为使我这个帖子具有起码的说服力,特举例如下:
一、著名老共产党员、老作家熊炬老人所遭遇的第一次无端羞辱
二○○九年九月二十一日,当熊炬老人以林 杉的笔名发表了《薄熙来同志:向您报喜又报忧》一文之后(此文大家可在网上搜读),便立即遭到了一位先生的如下羞辱:
【怪不得现在“党”一点战斗力也没有,就是你这样的糊涂蛋太多了!我怀疑你学过马列没有!】
二、著名老共产党员、老作家熊炬老人所遭遇的第二次无端攻击
近来,当熊炬老人发表了《漫谈“唱读讲传”(二)》一文之后,特别是早在熊炬老人于《漫谈“唱读讲传”( 一)》一文里就有【有个左派网友说,“重庆唱红歌是自上而下推行唱起来的”,“薄熙来离开重庆后能否继续下去”?那位担心的好同志不知道,早在薄熙来同志来重庆之前,底层群众就自发地高唱红歌了。我是重庆人,认识一个下岗工人,姓杨,下岗后抑郁难伸,想念毛主席,只要有空就到公园高唱歌颂共产党、毛主席的红歌,有人鼓掌(多数),有人咒骂(个别),也有人不准唱。他不怕干扰、泼冷水,高唱不误。在江北唱、江南唱,在花卉园、石桥铺、杨家坪……到处唱。同时重庆还有些老知青自发组织毛泽东宣传队在城乡演出。三年前,垫江县一位中学教师告诉我:“上周重庆下来一个老知青自发组织的毛泽东思想宣传队,在县剧场演出,唱的都是毛泽东时代的红歌,跳的是红舞,大受观众欢迊,连场火爆,台上唱红歌引起台下共鸣,上下一齐唱,演出完了观众还舍不得离开,拉演员一起又唱又跳,这是我30年来眼见的最热烈的演出……”亊实是薄熙来上任之前,重庆底层群众唱红歌己经开始发烧。薄到重庆之后,察民情,顺民意,“唱红打黑”,首先鼓励有组织地大唱红歌。】这些重要说明的情况下,同样又立即遭到了另一位先生的如下无端攻击:
【有不少人总是对某些当权者始终抱有不切实际的幻想,而恰恰是这些最高当权者却是最顽固的修正主义者。对他们抱有幻想,真不知道这些人是什么心理,或者干脆说他们是不是右派敌特分子,想让我们再幻想十年、二十年、三十年、一百年......一万年?????】
那么,现年已经80多岁且患有严重脑震荡后遗症的熊炬老人究竟是怎样一位老共产党人呢?大家除了在网上一直可看到熊老不顾病痛、继续与资改派战斗的雄姿之外,我想将我为了反驳上面第一个羞辱熊老的那位先生之时,所写的《你和他的马列到底差在何处?》一帖中介绍熊老的相关内容复述如下:
【十三四岁的他,因在农村难以存活,即到当年国民党的首府——重庆的码头充当“棒棒军”,常因年幼体弱无人雇用而饿的头昏眼花(他所亲历的苦难,当今的青年人不仅难以听闻,并且也是难以想象的),后经好心人介绍,在一家商号当了学徒。

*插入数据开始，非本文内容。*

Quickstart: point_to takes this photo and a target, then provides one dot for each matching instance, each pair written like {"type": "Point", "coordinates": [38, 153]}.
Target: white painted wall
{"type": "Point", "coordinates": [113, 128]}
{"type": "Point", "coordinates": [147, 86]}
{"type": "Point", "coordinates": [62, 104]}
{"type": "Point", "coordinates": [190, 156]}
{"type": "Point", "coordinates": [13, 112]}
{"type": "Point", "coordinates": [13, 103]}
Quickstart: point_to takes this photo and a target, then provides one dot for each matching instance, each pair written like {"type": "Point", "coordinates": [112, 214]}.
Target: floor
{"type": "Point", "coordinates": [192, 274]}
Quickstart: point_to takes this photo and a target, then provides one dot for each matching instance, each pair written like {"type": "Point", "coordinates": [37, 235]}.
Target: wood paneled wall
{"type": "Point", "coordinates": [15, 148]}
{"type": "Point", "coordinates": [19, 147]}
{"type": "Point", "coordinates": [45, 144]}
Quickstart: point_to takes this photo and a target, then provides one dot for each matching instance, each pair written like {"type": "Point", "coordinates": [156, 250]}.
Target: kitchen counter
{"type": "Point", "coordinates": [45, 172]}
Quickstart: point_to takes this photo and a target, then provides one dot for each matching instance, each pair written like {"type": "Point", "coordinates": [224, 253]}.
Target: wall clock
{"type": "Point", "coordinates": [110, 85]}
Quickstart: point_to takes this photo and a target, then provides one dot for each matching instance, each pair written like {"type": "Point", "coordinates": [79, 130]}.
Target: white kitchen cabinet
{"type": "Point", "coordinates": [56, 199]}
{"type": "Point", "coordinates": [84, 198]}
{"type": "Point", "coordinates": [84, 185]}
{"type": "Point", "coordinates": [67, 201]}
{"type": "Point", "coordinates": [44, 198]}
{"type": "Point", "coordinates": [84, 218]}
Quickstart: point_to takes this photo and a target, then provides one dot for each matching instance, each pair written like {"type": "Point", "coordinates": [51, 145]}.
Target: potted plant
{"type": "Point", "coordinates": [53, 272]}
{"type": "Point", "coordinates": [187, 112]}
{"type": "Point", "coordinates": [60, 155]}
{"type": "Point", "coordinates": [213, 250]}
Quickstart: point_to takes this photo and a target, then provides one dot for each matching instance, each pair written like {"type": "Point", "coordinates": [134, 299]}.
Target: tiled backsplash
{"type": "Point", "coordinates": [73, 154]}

一个偶然的机会,便使他与党的地下工作者有了联系,接触了革命书刊,于是,在革命者的引导与鼓励之下,仅有一点私塾文化的他,一面奋力学习,一面给当时的新华社写稿(开始,当然只是写一些所见所闻,但仅此,也曾被当地国民党政府搜捕,幸亏地下党让他事先使用了化名),接着就参加地下书刊的秘密编印工作。
重庆解放初,已是区团委书记的他,只因与一个敌特人员同名,便被开除党籍长达20年。这一背就是20年的黑锅,在当时的情况下,尤其是对还没有结婚的他来说,其影响该是多么巨大啊!然而,他不仅克服了别人难以想象的种种压力,并且还写下了大量讴歌共产党、毛主席,讴歌工农民众当家作主、积极参加三大革命实践活动的文章、诗词、曲艺、对联等,受到了广大读者的喜爱,也得到了魏巍、贺敬之等一批革命老作家的敬重和深厚的友谊。更令人肃然起敬的是,当他与我谈起这长达20年的冤案时,竟然是如此地“轻描淡写”:“入党主要是在思想上入党!入党宣誓时说要把一切都献给党,你连党对你的误会都受不了,还能把生命献给党的事业吗?”(这才是真正在思想上入了党的人!我以为,一个真正在思想上入了党的人,应该是比一般人更懂马列的!)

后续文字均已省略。